Anxiety, Friends

A Fatalist at Heart

I am a fatalist. Ask every friend. If you want to know how something can go wrong, just ask me. I will write you a story straight from a horror film. I’m that good.

Take Lemon, my favorite drinking partner. We partied hard for about a year. On one particular night, she met a guy and wanted to stay and hang out with him long after I hit my wall. Desperate to go home, I left her under the careful watch of one of our favorite bartenders with the instructions – she is NOT to leave here with him. And she was to call me the moment she got home.

Because of my flair for the fatal, I made her share her location with her. My entire Uber ride home, I tracked her location.

Still at the bar.

I brushed my teeth, washed my face, changed into my pajamas.

Still at the bar.

I lay down, promising not to close my eyes until I knew she was home safely. Religiously checking her location every 5 minutes (I mentioned I’m a fatalist, right?), the hair on my arms stood at attention when I saw she wasn’t at our bar. She moved across the street.

Damnit, Matt. I said she wasn’t to leave.

I called Lemon. No answer. I texted.

“Lemon. You said you weren’t leaving the bar until you went home. Tell me you’re OK.”

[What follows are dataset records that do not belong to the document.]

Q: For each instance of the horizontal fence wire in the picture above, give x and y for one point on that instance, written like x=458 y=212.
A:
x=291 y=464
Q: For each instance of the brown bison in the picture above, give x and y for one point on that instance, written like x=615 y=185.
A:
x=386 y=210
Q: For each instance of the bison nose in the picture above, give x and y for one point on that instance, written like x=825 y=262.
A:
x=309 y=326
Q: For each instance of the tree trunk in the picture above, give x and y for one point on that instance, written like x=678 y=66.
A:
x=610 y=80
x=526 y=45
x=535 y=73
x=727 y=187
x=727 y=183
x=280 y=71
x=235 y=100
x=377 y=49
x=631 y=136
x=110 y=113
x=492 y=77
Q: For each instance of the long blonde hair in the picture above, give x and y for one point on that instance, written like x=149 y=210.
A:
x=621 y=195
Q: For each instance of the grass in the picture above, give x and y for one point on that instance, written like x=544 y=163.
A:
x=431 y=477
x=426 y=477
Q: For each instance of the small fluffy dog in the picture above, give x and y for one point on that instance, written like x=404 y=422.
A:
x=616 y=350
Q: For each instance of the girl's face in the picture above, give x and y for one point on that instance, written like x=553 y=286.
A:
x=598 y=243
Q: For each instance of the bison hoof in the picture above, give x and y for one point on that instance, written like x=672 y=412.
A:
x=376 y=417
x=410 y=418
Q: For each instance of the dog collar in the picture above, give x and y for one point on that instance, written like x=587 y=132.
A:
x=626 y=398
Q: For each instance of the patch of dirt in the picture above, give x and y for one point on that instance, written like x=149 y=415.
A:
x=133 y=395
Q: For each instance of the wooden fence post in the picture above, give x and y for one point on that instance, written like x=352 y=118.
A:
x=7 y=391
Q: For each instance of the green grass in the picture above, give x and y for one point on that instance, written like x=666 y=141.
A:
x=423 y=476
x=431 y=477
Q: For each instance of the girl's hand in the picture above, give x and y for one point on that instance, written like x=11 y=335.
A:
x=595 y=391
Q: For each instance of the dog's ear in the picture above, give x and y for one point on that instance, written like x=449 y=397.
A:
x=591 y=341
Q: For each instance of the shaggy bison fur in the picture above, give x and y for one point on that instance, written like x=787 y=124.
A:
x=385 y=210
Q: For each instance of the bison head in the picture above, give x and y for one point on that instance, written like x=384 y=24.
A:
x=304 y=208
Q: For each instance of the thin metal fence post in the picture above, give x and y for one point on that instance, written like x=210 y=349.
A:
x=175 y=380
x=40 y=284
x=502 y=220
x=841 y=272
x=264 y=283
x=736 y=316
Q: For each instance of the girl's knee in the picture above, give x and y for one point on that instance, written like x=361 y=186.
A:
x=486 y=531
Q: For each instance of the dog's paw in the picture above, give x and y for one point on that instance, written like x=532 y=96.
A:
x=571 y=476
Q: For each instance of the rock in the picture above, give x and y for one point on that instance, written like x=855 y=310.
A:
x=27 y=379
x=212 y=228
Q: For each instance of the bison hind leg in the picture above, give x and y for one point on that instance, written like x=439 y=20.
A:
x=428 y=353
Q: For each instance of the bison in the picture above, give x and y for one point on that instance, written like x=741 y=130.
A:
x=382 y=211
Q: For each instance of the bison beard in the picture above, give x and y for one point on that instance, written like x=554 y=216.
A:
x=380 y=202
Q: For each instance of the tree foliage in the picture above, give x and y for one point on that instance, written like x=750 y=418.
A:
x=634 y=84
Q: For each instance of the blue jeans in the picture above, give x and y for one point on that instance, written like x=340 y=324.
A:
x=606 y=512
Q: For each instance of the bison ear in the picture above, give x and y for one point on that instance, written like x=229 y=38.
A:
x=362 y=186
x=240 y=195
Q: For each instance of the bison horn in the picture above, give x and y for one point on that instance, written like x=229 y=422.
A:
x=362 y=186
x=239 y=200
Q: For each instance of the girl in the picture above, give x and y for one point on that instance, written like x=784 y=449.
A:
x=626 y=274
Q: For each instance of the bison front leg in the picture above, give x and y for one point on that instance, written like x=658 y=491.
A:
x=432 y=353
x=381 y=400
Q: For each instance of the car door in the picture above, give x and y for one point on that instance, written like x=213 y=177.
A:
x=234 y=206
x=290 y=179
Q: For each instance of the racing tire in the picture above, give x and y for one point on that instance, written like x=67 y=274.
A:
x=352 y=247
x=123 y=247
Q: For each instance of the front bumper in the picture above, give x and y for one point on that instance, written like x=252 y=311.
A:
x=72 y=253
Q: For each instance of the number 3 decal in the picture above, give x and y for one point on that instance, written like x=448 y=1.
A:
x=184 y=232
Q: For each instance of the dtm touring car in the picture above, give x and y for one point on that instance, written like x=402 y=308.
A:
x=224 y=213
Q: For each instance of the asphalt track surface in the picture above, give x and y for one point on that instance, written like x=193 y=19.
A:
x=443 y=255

You see, I only liked going to our bar – the bar where we knew the bartenders (i.e. Tyler) well. Where with a single look, the bartenders got rid of the creepy men encroaching on our space. Where I knew my drink was safe and I could let loose without fear of being kidnapped, raped, and murdered.

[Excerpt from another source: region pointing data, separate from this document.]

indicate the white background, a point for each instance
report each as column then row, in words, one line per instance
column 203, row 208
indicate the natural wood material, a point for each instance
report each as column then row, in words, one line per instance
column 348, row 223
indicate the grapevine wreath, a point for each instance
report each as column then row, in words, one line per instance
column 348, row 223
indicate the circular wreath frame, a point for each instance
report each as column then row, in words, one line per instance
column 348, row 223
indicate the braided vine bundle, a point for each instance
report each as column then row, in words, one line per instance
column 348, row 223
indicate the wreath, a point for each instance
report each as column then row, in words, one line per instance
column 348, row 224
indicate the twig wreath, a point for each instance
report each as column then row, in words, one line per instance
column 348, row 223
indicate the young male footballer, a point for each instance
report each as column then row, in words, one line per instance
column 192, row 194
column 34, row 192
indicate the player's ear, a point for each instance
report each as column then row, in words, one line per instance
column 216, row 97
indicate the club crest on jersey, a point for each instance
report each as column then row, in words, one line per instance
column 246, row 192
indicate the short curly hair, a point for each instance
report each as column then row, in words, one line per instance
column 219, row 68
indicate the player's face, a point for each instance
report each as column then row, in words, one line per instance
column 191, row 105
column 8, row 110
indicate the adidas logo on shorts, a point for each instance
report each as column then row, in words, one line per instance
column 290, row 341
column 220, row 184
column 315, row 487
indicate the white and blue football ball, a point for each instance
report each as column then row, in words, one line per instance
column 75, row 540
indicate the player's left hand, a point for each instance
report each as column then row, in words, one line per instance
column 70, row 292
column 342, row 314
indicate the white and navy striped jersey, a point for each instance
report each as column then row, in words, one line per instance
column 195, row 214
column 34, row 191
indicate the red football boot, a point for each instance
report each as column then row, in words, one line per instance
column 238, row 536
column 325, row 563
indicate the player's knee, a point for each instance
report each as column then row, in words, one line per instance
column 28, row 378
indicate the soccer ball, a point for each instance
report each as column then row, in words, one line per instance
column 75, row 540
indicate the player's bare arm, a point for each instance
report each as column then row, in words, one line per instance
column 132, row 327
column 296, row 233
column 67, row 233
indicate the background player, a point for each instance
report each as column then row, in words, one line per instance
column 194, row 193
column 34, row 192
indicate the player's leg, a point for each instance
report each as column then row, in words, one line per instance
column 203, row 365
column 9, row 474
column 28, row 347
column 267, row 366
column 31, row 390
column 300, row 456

Fatalist. I wasn’t kidding.

The bar where Lemon ended up – we didn’t know the bartenders. She was just another drunk girl with a guy. She wasn’t safe.

“Lemon. Answer me.”

And then her location was no longer shared.

The time was 3:30AM.

Thirty-three unanswered calls and 45 unanswered texts, I demanded she answer or I was going to show up at her house.

7:15AM – still no answer.

“Lemon. I am on my way to your house. Answer my calls, damnit!”

What the hell was I going to do when I got to her house? I didn’t have a key. Those brief moments of rational thought told me she was fine. She was a grown woman who could take care of herself.

You never should have left her at the bar, Melendez. I tend to talk to myself in the third person, referring to myself only by last name, when I am annoyed by something I did.

Driving to her house, I called several more times. I called one of our closest friends.

“Tina, you’re being a fatalist again. She’s fine. Just breathe,” she begged.

“I just need to know she’s OK.”

Pulling up at her apartment building, I stalked the main entrance, waiting for someone to let me in. But at 7:30 on a Sunday morning, not many people are coming or going.

Finally, ten minutes later, my phone rings. It’s Lemon.

“Dude! You’re insane. I’m fine!! I got home and passed out! I forgot to call,” she laughed.